We have provided the Poly(A) motif list for human and mouse retrieved from Tian et al. .lafite -b ALIGNMENT_BAM -g REFERENCE_GTF -f REFERENCE_FA -o OUTPUT_GTF -t NUM_OF_THREADS -m POLYA_MOTIFS_OF_SPECIES
-
LAFITE accepts the TSS peaks from 5'-end CAGE data for identifying high-confidence TSSs. Users can prepare the TSS data in the following format where:
- The first column is the chromosome name
- The second column is the 0-based start position of the TSS peak
- The third column is the 1-based end position of the TSS peak
- The fourth column is the strand information
-
LAFITE also accepts the splicing junctions from Illumina short read RNA-seq data to proof the long reads.
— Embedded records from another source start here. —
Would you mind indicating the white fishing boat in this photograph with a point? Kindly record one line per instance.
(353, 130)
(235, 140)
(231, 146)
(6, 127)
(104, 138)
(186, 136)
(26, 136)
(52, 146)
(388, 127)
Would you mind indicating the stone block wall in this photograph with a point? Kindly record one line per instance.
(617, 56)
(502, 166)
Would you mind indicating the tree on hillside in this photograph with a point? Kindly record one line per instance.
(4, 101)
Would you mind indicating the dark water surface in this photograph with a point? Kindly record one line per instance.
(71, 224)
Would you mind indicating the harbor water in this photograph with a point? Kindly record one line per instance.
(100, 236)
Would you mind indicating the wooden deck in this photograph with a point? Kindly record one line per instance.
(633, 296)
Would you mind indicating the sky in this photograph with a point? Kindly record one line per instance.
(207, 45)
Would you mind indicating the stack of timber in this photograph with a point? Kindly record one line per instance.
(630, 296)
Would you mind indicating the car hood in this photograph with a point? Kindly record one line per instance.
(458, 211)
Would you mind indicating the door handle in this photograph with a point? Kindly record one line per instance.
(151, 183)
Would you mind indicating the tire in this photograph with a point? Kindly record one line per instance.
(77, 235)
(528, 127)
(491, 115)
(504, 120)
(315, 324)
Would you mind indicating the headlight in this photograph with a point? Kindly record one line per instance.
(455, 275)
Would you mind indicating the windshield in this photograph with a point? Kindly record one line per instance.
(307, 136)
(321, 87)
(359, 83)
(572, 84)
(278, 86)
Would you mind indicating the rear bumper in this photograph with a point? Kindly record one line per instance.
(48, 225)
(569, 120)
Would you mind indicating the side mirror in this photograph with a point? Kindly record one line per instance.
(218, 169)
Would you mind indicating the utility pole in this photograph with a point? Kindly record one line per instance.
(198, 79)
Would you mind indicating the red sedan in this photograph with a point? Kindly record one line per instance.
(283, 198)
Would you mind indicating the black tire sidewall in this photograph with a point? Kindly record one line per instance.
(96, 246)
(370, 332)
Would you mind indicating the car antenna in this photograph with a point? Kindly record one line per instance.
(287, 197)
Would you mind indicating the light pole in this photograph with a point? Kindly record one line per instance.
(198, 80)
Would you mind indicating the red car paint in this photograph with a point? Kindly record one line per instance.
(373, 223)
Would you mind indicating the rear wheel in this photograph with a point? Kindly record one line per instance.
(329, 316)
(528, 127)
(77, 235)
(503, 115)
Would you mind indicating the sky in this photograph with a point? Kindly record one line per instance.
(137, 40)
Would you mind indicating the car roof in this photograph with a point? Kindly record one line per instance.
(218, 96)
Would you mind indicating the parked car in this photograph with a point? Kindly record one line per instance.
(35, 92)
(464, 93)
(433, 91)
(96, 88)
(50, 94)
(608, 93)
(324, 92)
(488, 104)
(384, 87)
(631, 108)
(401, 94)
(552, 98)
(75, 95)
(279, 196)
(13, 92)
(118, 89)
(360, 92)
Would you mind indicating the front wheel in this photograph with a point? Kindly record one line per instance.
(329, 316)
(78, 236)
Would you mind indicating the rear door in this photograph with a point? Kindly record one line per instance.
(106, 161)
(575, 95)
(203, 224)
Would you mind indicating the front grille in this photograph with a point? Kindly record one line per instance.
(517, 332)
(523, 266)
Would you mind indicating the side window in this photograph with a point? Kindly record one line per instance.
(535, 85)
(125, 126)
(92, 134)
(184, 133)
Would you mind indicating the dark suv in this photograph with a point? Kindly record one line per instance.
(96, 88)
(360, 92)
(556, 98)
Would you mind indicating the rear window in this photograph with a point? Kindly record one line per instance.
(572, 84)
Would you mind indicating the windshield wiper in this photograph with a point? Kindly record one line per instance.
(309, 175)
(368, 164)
LAFITE supports the SJ.out.tab from STAR aligner. Users can also prepare the splicing junctions in the following format where:
- The first column is the chromosome name
- The second column is the 0-based start position of the splicing junction
- The third column is the 1-based end position of the splicing junction
- The fourth column is the strand information
LAFITE was developed following the fastai/nbdev framework.